Now Local East Village has until New Year’s to figure out a model to keep itself running and the stakes aren’t minimal, either: as internships and entry-level reporting jobs have evaporated, journalism schools like NYU have started their own publications to give students the hands-on newsroom training they’re less than likely to get on their own.

Hyperlocal runs the gamut from poorly designed data aggregation networks, to pro-am efforts like AOL’s Patch, to high quality mini-newspapers. The Local East Village is closest to the latter: the student reporters cover housing disputes, rent hikes, complaints about nightlife noise, business openings and closings and cultural history in the stretch of Lower Manhattan east of Broadway and (disputably) from 14th Street to Houston, encompassing most of the school from which it draws its editorial ranks. The site has a full-time editor, former New York magazine writer Daniel Maurer, one paid staff reporter, and six student journalists receiving academic credit for their work.

Stephen Brown, a former paid reporter at The Local who also edited copy and occasionally took over when Maurer was unavailable, said the best part about the gig was the quirky stories from this famously quirky neighborhood, including rock club CBGB, an apparently senile landlord, an analysis of SLA licenses in the neighborhood and the site’s coverage of Star, a pitbull shot in the head by cops. Brown now works on the rewrite desk of the New York Daily News.

East Village Local isn’t the only experiment to fall victim to The Times’ changing moods. The Gray Lady also killed its partnership with City University of New York’s journalism school to run The Local of Fort Greene/Clinton Hill. And that was after trying to do hyperlocal on its own: The Times launched a site covering the New Jersey towns of South Orange, Maplewood and Millburn in 2009 to much fanfare, but shuttered it only a year later (reason given at the time: the newspaper wanted to turn its attention to starting up the Locals with the journalism schools).

“Our collaborations with NYU on The Local East Village blog and CUNY on the Fort Green and Clinton Hill blogs were always seen as experiments,” said Danielle Rhoades Ha, director of communications for The New York Times Co. “We learned some valuable lessons about hyperlocal journalism and collaboration but have decided to move on to other things.”
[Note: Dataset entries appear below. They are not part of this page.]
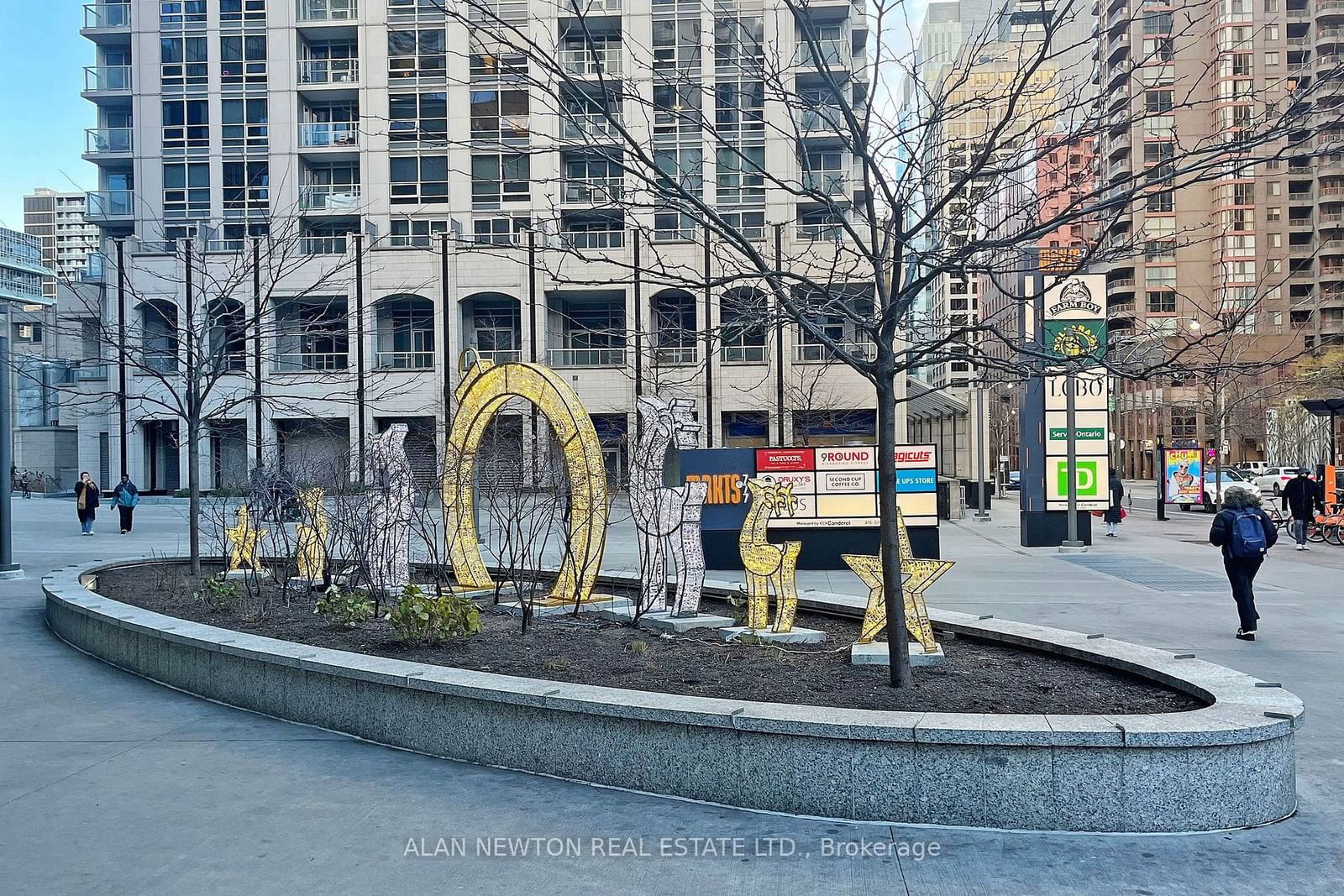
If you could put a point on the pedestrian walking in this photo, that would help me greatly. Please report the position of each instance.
(1301, 499)
(1245, 533)
(127, 497)
(1116, 512)
(87, 501)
According to Maurer, working with The Times had both its challenges and advantages—readers had to take an extra step to receive the site’s daily newsletter and had to subscribe to The Times to read more than 10 articles per month since the newspaper implemented a paywall.
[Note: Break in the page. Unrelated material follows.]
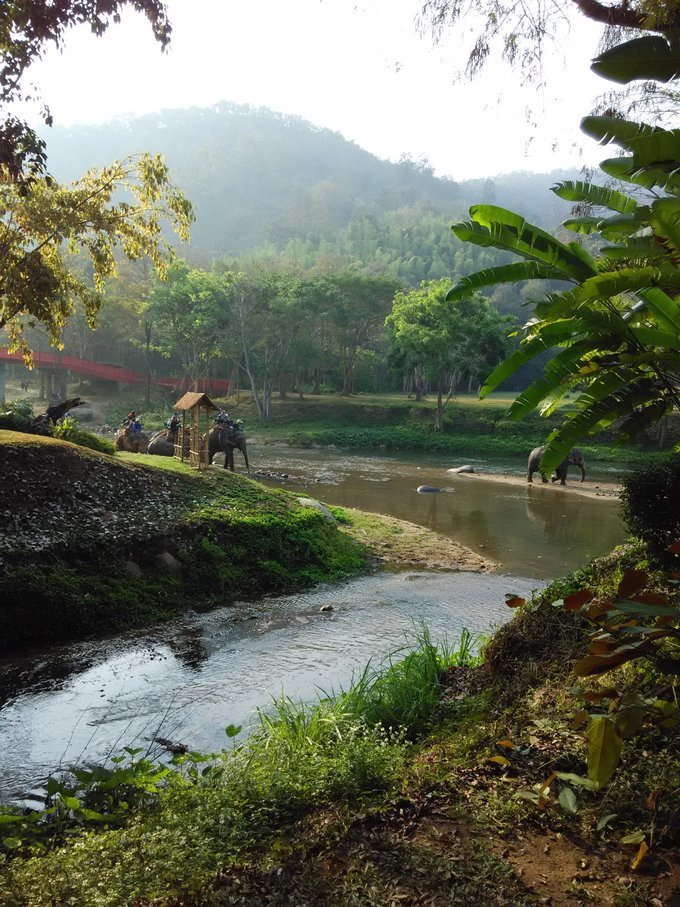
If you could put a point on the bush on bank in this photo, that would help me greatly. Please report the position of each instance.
(205, 813)
(94, 545)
Brown, the former staff reporter, pointed out another drawback: competition. “The Local was too often quarantined from the rest of the East Village blog scene,” he said. “Many blogs opted not to acknowledge our presence, seeing the site as a threat.”

On the other hand the affiliation enforced high journalistic standards and The Times was a fire hose of traffic for the small startup. Though he couldn’t release specifics, which The Times keeps under lock and key, Maurer said site traffic has doubled over the last year. (Rhoades Ha declined to release traffic or ad figures.)

“With the help of The Times, we’ve built a loyal audience that will stay with us whether or not we’re on its site and I believe that audience will only continue to expand,” said Maurer. “We’re not yet at liberty to make a specific announcement but the project has been so successful and so valuable to our students that we are deep in plans for the next phase.”

He added that The Local East Village will continue to be a “laboratory for experiments” such as the “virtual assignment desk,” a WordPress plug-in that lets readers to see what stories are in production and allows them to pitch ideas or even volunteer to cover them.

Maurer cited the “Making It” series, which profiles successful local businesses, as one of the projects he’s especially proud of. He also pointed to a scoop about a recent shooting at the Campos Plaza housing complex.

“We’ve spoken with the victim and are still having ongoing conversations with residents about their security concerns,” said Maurer. “As an East Village resident myself, I’m glad stories like that aren’t falling through the cracks.”